While the story’s ultimately pretty interesting, it is impaired to a degree by the mediocre localization, in which the occasional grammatically correct line can be found bumming around with poorly-worded sentences, missing words and flat-out translation mistakes, such as when a Nanao Clan leader is presented as the “Young Kurein Clan Apprentice Boss”. Good luck trying to keep the clan hierarchies in order, too, as the English words chosen to describe the different Yakuza titles are confusing and used inconsistently. A person introduced as a certain clan’s “leader” isn’t necessarily its boss, and a “young boss” may or may not be.

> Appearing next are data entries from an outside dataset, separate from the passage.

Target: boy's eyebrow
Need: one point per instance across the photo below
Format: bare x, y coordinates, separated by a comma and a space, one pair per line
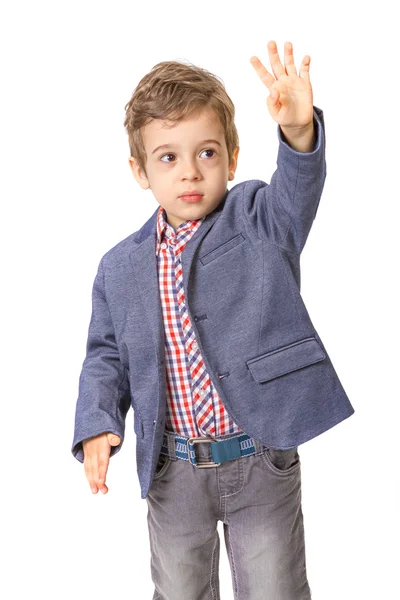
171, 145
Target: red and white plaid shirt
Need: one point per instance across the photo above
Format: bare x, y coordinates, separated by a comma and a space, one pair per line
193, 406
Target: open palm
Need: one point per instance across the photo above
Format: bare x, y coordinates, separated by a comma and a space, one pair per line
290, 102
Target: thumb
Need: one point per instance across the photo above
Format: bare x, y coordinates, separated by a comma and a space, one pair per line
113, 439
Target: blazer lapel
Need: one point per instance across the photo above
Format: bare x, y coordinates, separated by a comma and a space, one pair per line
144, 262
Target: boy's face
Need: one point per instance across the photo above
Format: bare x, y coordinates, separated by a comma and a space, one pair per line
188, 163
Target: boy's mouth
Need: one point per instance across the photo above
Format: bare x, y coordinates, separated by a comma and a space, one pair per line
191, 197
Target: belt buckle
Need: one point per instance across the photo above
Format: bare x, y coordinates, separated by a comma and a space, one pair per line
198, 440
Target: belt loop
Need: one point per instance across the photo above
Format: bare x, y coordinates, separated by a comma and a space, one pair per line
171, 439
259, 447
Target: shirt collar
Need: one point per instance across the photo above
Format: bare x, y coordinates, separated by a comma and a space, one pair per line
164, 229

In the end you can generally understand what’s going on, and certain moments remain genuinely badass, but it’s certainly an annoyance. Some of the descriptions attached to clothing items are vague or misleading enough to recommend consulting a FAQ, and the Japanese dub was even removed entirely, leaving lips moving to subtitles alone. At least 505 Gamestreet had the good sense to include a 60fps option in addition to then-standard 50fps PAL.

Another area where the game’s low-budget status is evident is in the graphics; while the character models look rather decent, particularly during cutscenes, the backgrounds are mostly dull and limited in both detail and variety. By sticking to a side-view, however, it avoids the camera problems so common to 3D games at the time.

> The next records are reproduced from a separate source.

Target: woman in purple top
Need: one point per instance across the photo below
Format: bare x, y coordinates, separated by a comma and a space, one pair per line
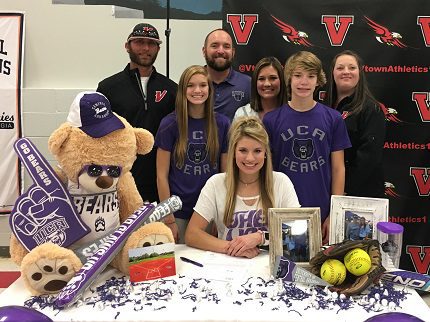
192, 146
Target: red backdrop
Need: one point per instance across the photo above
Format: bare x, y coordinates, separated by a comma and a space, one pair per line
394, 41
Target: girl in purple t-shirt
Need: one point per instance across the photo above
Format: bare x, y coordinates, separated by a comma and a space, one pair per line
192, 146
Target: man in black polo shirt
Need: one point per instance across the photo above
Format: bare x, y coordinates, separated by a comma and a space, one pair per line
142, 96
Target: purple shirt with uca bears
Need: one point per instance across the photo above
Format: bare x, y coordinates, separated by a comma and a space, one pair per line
302, 143
233, 92
188, 181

The music fares better, with a number of memorable themes courtesy of one Naotoshi Nishino, formerly part of a unit called Triodesign. Typically the best stuff is heard outside of combat, featuring intense, melancholic melodies and epic electric guitars. There are also homages to classic yakuza cinema, such as the violent trumpet sound at the start of every chapter, modeled after the Battles Without Honor & Humanity theme, or the song that plays during the credits in the real ending sounding like an instrumental to the type of enka song Ken Takakura or Junko Fuji might have sung in a ’60s ninkyo movie. The influence of yakuza eiga doesn’t end there, as important characters are introduced with their names and titles appearing at the bottom of the screen, a documentary-inspired technique common to the genre.

Obtaining any ending besides the bad one unlocks Double Justice Mode, which is almost a game unto itself. It’s an arcade mode featuring all 10 of the Story Mode’s levels, where you can play as any of the bosses and supporting characters. Best of all, it has a 2-player co-op mode. Aside from Asuka, for whom you can import data from the story mode, each of the 10 other characters must be unlocked; five of them are unlocked through various endings in the Story Mode, with the remaining five unlocked when you defeat them in Double Justice itself. Of note are Bokutsu Yoshimi, the middle-aged kimonoed widow of the former Uotou boss, who packs an automatic with infinite bullets; the grizzled Guren Hitoshi, who fights with wild kick combinations and keeps an hand in his pocket at all times; and Shiryuu Rika, a high-school girl and katana master, heir to the Kurein Clan.

Obscure as it is, Yakuza Fury never received a sequel and will likely never get one. Vingt-et-un Systems (French for 21, a blackjack reference) did develop a number of titles for the Simple lines, generally among the better ones. None of them is much like Yakuza Fury, though the Halloween-themed beat-’em-up/platformer Splatter Master uses somewhat similar fighting mechanics.


Special Appearance

Asuka Kyou also guest stars in All-Star Fighters, which gathers characters from some of the more popular Simple 2000 games, including The Oneechanbara, Global Defense Force, Demolition Girl, and the aforementioned Splatter Master, for a crossover tournament. The barely existent storyline is shared by all, and the pre-battle banter is all pretty useless. Asuka likes to scold younger characters a lot. While it’s nice to see him again, his fighting style is different and though he’s one of the few among the cast to have his own stage, it doesn’t quite look like any location from Yakuza Fury either.